It would be prudent for the fiscal sponsor to have a copy of such documentation and a covenant from the association that it will keep the fiscal sponsor updated of any changes. It’s not uncommon for such unincorporated associations to run into internal disputes that call into question their composition and leadership. It also may have important bearing on who owns the IP rights to the film.
It’s common for parties to a fiscal sponsorship relationship to refer to the Other Party as the Project. But that’s fundamentally wrong. The Project is the collection of assets, liabilities, and activities that is fiscally sponsored. In Model C, the Project should generally be defined as housed in, but not precisely the same as, the Other Party/Grantee. In Model A, the Project is an internal and integral part of the fiscal sponsor and is most certainly not the Other Party.
Who Does the Fundraising?
Generally, in the context of a fiscal sponsorship arrangement, only the fiscal sponsor can engage in fundraising. — That probably sounds contrary to what every fiscal sponsor states in declining any responsibility to fundraise. But when individuals or other entities are fundraising for a fiscally sponsored project, they are either doing so as agents (hopefully, authorized agents) of the fiscal sponsor or as independent fundraisers (which may require them to register with a state charity regulator if they are receiving any compensation). Because they must fundraise on behalf of the fiscal sponsor, and likely want the protections that the fiscal sponsor can provide to its agents, it’s more common for individuals associated with the other party to the fiscal sponsorship agreement to also fundraise as agents of the fiscal sponsor (and not as agents of the other party). The fiscal sponsorship agreement or fiscal sponsorship grant agreement should make this clear.
Fiscal Sponsorship Grant Agreement (Model C)
In the Model C fiscal sponsorship arrangement, the fundraising is done by agents for the fiscal sponsor (who concurrently serve as agents of the Grantee). Generally, the Grantee cannot raise charitable contributions and grants for itself, which is why it entered into the fiscal sponsorship arrangement. But that means there are several important provisions to include in the fiscal sponsorship grant agreement, including:
- Recitals that clarify the separateness of the fiscal sponsor and the Grantee, and state the specific purpose of the Project (which will define the restriction on the restricted fund housed within the fiscal sponsor).
- A statement that the fiscal sponsor shall not be responsible for the Grantee’s activities, assets, liabilities, and employees (when acting in such capacity).
- Statements that makes clear that the fiscal sponsor is solely responsible for its use of restricted funds associated with Project’s purpose. Note that the restricted fund cannot be held solely to be granted to the Grantee, even if that’s the intended goal of the parties. The fiscal sponsor must maintain variance power to spend its funds in any way it determines furthers the Project’s purposes, which it may choose to exercise if the Grantee is operating out of compliance with the fiscal sponsorship grant agreement or applicable law, particularly if diverting charitable funds from their intended purpose.
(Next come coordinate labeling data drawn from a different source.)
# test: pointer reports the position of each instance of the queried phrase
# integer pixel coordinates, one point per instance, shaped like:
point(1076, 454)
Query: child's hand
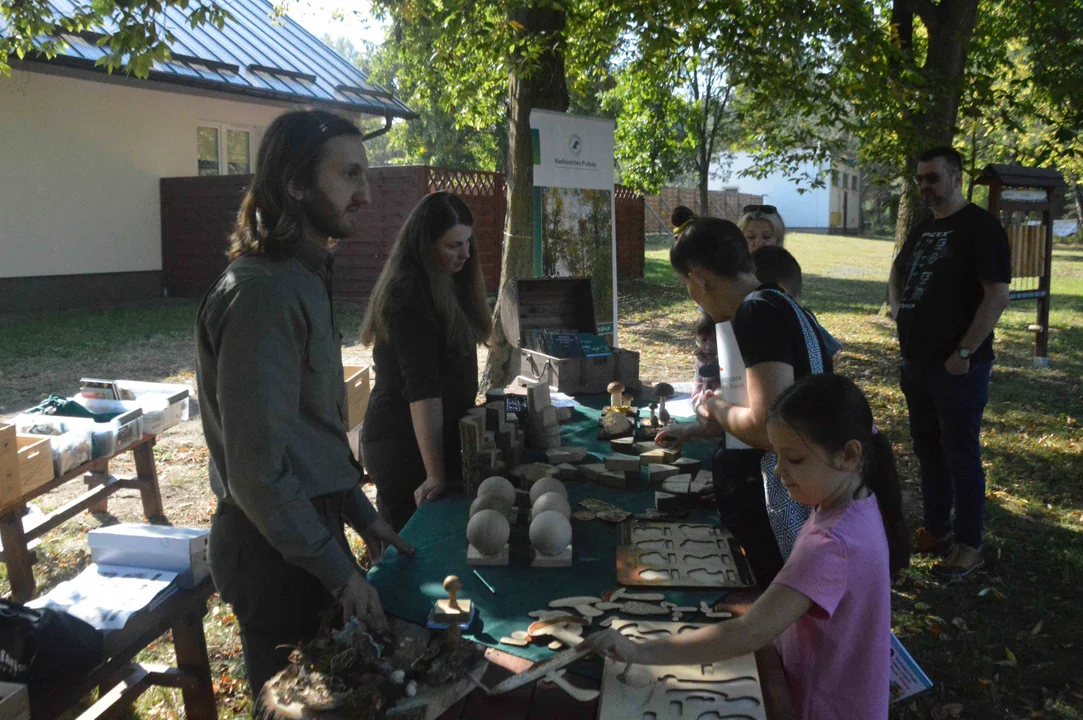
point(611, 643)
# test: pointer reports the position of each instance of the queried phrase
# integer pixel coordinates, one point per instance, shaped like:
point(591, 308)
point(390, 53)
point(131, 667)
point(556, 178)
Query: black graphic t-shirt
point(941, 267)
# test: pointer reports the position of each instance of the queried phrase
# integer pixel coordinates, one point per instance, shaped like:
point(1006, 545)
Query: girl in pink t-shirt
point(829, 611)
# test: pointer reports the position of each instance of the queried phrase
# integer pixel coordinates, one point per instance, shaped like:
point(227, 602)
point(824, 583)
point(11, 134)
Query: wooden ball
point(551, 501)
point(500, 486)
point(488, 532)
point(550, 533)
point(546, 485)
point(490, 502)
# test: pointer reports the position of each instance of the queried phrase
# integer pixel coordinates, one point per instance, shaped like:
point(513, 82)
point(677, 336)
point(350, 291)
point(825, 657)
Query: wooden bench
point(17, 539)
point(120, 681)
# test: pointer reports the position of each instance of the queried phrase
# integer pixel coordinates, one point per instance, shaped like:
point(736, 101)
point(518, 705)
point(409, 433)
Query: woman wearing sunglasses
point(761, 225)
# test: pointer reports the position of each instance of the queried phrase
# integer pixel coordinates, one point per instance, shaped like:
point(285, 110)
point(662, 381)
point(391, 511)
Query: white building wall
point(80, 164)
point(808, 209)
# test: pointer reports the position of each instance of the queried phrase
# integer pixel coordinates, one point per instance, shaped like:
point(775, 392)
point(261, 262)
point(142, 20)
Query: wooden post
point(146, 471)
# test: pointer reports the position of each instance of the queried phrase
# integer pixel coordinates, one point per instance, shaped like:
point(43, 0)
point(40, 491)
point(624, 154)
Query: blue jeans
point(946, 426)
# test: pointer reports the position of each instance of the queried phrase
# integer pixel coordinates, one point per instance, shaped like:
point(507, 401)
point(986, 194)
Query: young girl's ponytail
point(831, 410)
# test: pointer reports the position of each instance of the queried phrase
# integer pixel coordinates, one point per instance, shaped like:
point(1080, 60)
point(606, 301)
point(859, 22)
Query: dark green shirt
point(269, 367)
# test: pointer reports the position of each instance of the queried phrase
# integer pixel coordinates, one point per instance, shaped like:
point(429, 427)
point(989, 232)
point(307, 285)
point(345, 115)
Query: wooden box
point(10, 491)
point(357, 387)
point(562, 302)
point(35, 461)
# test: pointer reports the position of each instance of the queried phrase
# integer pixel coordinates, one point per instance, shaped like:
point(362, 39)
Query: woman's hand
point(677, 434)
point(611, 643)
point(430, 489)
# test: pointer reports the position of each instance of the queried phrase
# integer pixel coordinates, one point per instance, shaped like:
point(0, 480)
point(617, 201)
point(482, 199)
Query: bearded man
point(270, 374)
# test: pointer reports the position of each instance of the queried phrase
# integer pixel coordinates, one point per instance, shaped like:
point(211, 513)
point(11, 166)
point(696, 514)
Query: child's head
point(822, 431)
point(775, 264)
point(705, 334)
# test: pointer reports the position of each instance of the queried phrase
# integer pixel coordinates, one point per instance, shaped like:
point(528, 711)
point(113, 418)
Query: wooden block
point(655, 473)
point(537, 396)
point(475, 558)
point(612, 479)
point(622, 462)
point(688, 466)
point(563, 560)
point(592, 470)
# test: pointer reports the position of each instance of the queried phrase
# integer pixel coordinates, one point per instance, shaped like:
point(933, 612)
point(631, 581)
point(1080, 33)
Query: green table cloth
point(409, 586)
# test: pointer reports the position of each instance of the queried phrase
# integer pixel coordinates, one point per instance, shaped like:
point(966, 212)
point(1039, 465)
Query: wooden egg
point(550, 533)
point(546, 485)
point(551, 501)
point(488, 532)
point(500, 486)
point(490, 502)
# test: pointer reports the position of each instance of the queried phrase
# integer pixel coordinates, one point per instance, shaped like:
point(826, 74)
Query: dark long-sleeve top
point(269, 368)
point(417, 363)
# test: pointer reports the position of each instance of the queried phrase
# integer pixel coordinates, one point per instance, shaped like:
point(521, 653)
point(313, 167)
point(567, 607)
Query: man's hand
point(379, 535)
point(956, 365)
point(361, 600)
point(430, 489)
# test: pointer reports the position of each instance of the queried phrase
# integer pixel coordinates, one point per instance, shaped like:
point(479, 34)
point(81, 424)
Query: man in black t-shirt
point(948, 288)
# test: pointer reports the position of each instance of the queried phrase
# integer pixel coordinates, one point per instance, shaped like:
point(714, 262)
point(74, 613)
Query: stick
point(484, 581)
- A provision that obligations the Grantee to use any granted funds or other assets in a manner consistent with the specific purpose of the Project and not inconsistent with IRC Section 501(c)(3). For a film project, this may be a little tricky to evidence that the production was for a 501(c)(3) purpose and any economic benefit to the filmmaker was incidental to furthering such 501(c)(3) purpose. Some fiscal sponsors will seek to manage these issues by obtaining a license to show the film and/or adding provisions regarding the required distribution of the film.
- Provisions including or incorporating by reference the fiscal sponsor’s sponsorship policies, notably including how the sponsor will charge its restricted fund with an intraorganizational administrative fee before making any grants to the Grantee or any other party. While it is often framed as a fee paid by the Grantee, this is not the case, and the accounting books must not record it as a fee paid by the Grantee.
Fiscal Sponsorship Agreement (Model A)
In the Model A fiscal sponsorship arrangement, the fundraising as well as all of the programmatic activities are done by agents of the fiscal sponsor or contractors contracted by the fiscal sponsor. The Other Party (if a legal entity like an unincorporated association) generally should have no role in management or operations of the Project, even if individuals associated with the Other Party should. That may seem like a subtle distinction, but legally, it makes a big difference. Agents of the fiscal sponsor may find protection from potential liabilities through the fiscal sponsor’s corporate shell, indemnification provisions, and insurance. The Other Party may have no such protections and may even be a target of a lawsuit by the fiscal sponsor if the Other Party was negligent in its management of the Project, which resulted in harm to the fiscal sponsor. Here are some other provisions to include in a comprehensive (Model A) fiscal sponsorship agreement:
- Recitals and provisions that clarify the separateness of the fiscal sponsor and the Other Party, and state the specific purpose of the Project (which will define the restriction on the restricted fund housed within the fiscal sponsor).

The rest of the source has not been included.